第7話

 初めて豹と出会った日のことを、日向はよく思い出した。3月のロンドンの、春には程遠い凍えるほど寒い午後だった。今よりもっと痩せていて、半ば浮浪者のような格好をしていた豹。今のようには、笑わなかった。自分を諦めて、ただその日を生きていた。

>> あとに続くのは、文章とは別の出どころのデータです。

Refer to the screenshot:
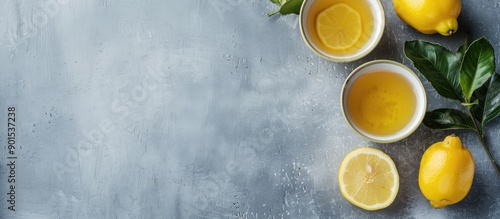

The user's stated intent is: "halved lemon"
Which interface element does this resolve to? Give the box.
[339,148,399,210]
[316,3,363,50]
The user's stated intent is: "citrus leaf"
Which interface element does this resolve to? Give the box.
[423,109,474,130]
[471,78,490,121]
[271,0,283,6]
[457,37,469,61]
[404,40,464,102]
[460,38,495,101]
[481,74,500,125]
[267,0,304,16]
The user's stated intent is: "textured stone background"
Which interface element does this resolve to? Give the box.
[0,0,500,218]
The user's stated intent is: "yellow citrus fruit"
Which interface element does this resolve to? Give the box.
[316,3,362,50]
[392,0,462,36]
[418,135,474,208]
[339,148,399,210]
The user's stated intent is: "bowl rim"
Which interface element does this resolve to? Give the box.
[340,59,427,143]
[299,0,386,62]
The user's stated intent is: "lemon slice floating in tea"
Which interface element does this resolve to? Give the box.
[316,3,363,50]
[339,148,399,210]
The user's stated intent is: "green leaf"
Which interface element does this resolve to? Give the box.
[460,38,495,101]
[271,0,284,6]
[267,0,304,16]
[404,40,464,102]
[481,74,500,125]
[471,77,490,121]
[424,109,474,130]
[457,37,469,62]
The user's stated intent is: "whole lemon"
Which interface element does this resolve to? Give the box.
[392,0,462,36]
[418,135,474,208]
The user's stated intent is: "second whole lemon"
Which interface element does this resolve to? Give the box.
[418,135,474,208]
[392,0,462,36]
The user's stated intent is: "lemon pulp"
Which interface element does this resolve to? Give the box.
[316,3,363,50]
[339,148,399,210]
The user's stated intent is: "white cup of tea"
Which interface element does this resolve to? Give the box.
[299,0,385,62]
[341,60,427,143]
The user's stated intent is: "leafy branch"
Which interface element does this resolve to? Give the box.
[404,38,500,176]
[267,0,304,16]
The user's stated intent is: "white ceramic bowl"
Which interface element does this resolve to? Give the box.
[340,60,427,143]
[299,0,385,62]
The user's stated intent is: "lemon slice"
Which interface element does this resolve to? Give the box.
[316,3,363,50]
[339,148,399,210]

 その広場では路上で楽器を演奏する者、似顔絵を描く者、パントマイムを行う者、いろいろな人間が誰かの気を引こうと躍起になっていた。豹はそこにいた。けれど、その中の誰にも、その場にさえ馴染むことなく、広場の片隅で黒いシートを広げて蹲っていた。

 「それ、何?」

 微かな太陽さえ遮る大きな人影に、豹はスケッチブックから顔を上げた。

 「シール。タトゥーシール」

 日向は、もう豹の顔を見ていなかった。ただ足元に並べられた細かな図案に見入っていた。

 すげぇな、と日向は呟いた。

 「画家?」

 大きな体を丸めるようにしゃがみこんだ男の目を、豹は初めて真っ直ぐに見詰めた。暗いロンドンの町で、初めて温かな日溜りに触れたような気分だった。

 「そんなんじゃない」

 「いや、マジすごい。こんなの、初めて見た……」

 日向は豹の許しを得て、大きな掌に一枚ずつシールを乗せた。トライブや和彫にありそうな東洋的な図案、西洋的でゴシックな絵柄、日向は名画を鑑賞するかのように丁寧に、一枚一枚を手に取った。

 「全部買う。他にもある?」

 「シールは、これでほとんど。後は、デッサンとか。作品になってない」

 「見せて」

 日向は強引に豹が手にしていたスケッチブックを取り上げた。呆気にとられる豹には気付かず、日向はシールを手にした時と同じように丁寧に、1頁ずつ長い時間をかけてスケッチブックをめくった。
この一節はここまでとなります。